Fanboys ohne Leben. Das triffts ganz gut bei dir: Ich denke nämlich du spielst nen anderes mmo was du besser findest, Dein gutes recht, und anstatt überall zu Posten wie geil es ist, Was ja eh gleich als Flame gilt, biste so schlau alle anderen MMOS schlecht zu machen weil du denkst du Steigerst du das ansehen deines Spiels, das spiel, von dem du der Totale Fanboy bist


----------



## Wizkid (5. Februar 2011)

Also mir ist bisher fast nichts von dem aufgefallen was der Threadersteller da geschrieben hat.

Menü: Was soll hier unübersichtlich sein? Schreib mal was dazu. Denn es ist das gleiche Menü wie bei allen anderen MMOs auch.
Instanzen bleibt man hängen. Wann, welches, wo? Schreib was dazu. Ich hatte 4 Inis gestern gemacht und es lief super.
Chatsystem funktioniert nicht: Das war am anfang der Fall. Obs in einer Liga nicht funktioniert kann ich nicht noch nicht bestätigen. Allerdings könnte es ein Tick zugänglicher sein.
Speedbug: Hab ich auch noch nicht erlebt. Ich hab ca eine Stunde in der Universät mit open PvP verbracht. Wegrennen meinerseits war da leider nie drin und umgekehrt flog mir aber auch kein Schurke davon. 
Den einzigen Bug den ich hab, ist das das hinaufsprinten auf Gebäuden manchmal nicht klappt, wegen der Sims.
Soundcrashes: hab ich noch nie gehabt. Wo tauchen sie denn speziell auf.

Um es mal auf den Punkt zu bringen. Ich glaub Du bist einfach nur ein Forentroll. Du hast das Spiel vermutlich nie gespielt und berufst Dich auf irgendwelche Betaberichten.
Dein Eintrag stammt von gestern. Ich hab gestern mit DC angefangen. Ich hab wie oben geschrieben nichts von dem erkennen können, was Du hier schreibst.
Das ist letztendlich genau so peinlich wie der Testbericht auf 4Players, wo der Redakteur meinte, daß die Helden und Schurken eine eigene Instanz von den Städten jeweils hätten, weil man nicht auf andere feindselige Spieler trifft.

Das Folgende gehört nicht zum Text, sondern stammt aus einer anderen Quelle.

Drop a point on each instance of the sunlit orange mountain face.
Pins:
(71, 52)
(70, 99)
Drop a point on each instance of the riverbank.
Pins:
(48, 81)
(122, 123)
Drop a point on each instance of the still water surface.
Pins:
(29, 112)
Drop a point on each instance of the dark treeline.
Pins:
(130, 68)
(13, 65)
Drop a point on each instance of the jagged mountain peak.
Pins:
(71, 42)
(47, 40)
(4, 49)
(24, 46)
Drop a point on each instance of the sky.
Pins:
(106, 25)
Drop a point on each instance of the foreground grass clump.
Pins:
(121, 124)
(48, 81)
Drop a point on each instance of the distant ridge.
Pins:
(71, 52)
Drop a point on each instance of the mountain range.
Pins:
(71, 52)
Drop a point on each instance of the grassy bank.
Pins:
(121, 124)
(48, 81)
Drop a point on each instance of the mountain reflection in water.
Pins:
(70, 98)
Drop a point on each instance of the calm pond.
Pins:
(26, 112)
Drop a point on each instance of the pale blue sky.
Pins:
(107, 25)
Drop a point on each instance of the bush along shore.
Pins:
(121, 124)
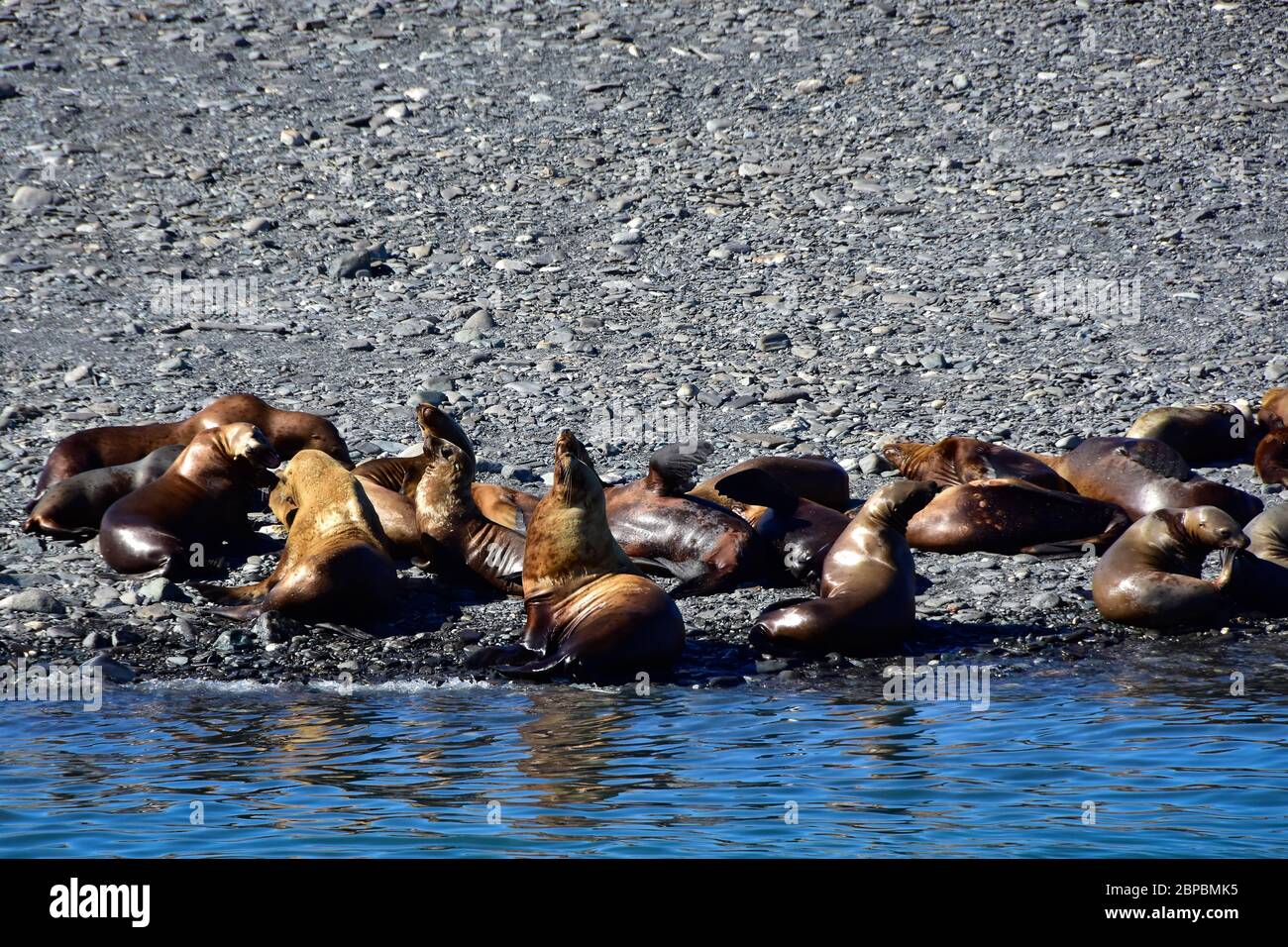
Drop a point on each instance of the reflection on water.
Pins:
(1173, 763)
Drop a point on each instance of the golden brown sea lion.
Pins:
(1203, 433)
(75, 506)
(287, 431)
(1142, 475)
(334, 566)
(1012, 515)
(174, 523)
(590, 613)
(964, 459)
(458, 540)
(867, 598)
(1150, 578)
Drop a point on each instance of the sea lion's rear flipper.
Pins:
(1154, 455)
(758, 488)
(671, 468)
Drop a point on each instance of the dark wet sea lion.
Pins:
(1012, 515)
(458, 540)
(658, 525)
(1151, 577)
(814, 478)
(1203, 433)
(1271, 459)
(867, 599)
(334, 566)
(503, 505)
(964, 459)
(799, 531)
(590, 613)
(174, 523)
(1274, 408)
(1260, 573)
(397, 515)
(75, 506)
(288, 432)
(1142, 475)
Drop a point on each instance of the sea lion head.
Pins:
(1212, 527)
(896, 504)
(437, 423)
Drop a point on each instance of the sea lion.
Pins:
(964, 459)
(502, 505)
(814, 478)
(1150, 578)
(1260, 573)
(867, 598)
(590, 612)
(1142, 475)
(1203, 433)
(1012, 515)
(456, 538)
(334, 566)
(172, 523)
(397, 515)
(1271, 458)
(799, 531)
(1274, 408)
(75, 506)
(698, 541)
(288, 432)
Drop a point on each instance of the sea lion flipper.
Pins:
(671, 468)
(758, 488)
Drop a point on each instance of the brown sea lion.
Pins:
(814, 478)
(1010, 515)
(867, 599)
(397, 515)
(658, 525)
(1260, 573)
(799, 531)
(75, 506)
(590, 613)
(1142, 475)
(1271, 459)
(174, 523)
(287, 431)
(1203, 433)
(1150, 578)
(964, 459)
(334, 566)
(458, 539)
(1274, 408)
(503, 505)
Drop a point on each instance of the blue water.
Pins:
(1173, 764)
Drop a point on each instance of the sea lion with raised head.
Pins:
(1151, 577)
(334, 566)
(956, 460)
(1260, 573)
(458, 540)
(1142, 475)
(814, 478)
(288, 432)
(1203, 433)
(174, 523)
(867, 596)
(590, 612)
(658, 525)
(1010, 515)
(73, 508)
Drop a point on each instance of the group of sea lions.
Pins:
(163, 499)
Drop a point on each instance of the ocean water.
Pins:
(1140, 754)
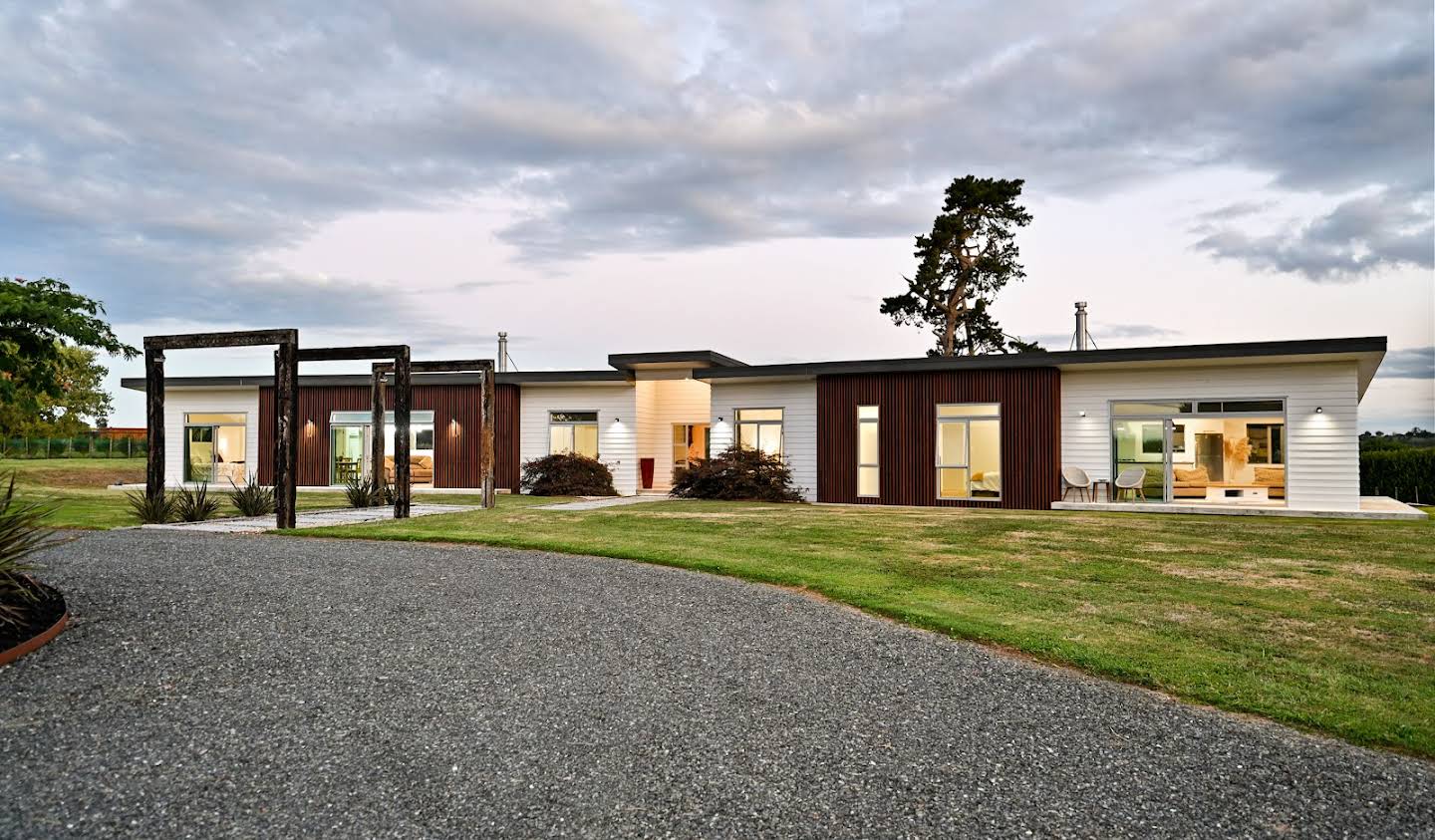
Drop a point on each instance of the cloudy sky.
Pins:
(742, 175)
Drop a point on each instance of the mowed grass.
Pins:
(77, 488)
(1321, 624)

Sicherlich ist an DC noch nicht alles optimiert. Ich hätte z.B gerne eine bessere selbsteinstellbare UI und noch mal Skins bei der Charerstellung. Das Spiel an sich wirkte aber poliert und fertig.
Es wurden ja gestern nicht aus Spaß über 2GB am Anfang als Patch gesaugt. So krass war noch nicht mal AoC beim start. 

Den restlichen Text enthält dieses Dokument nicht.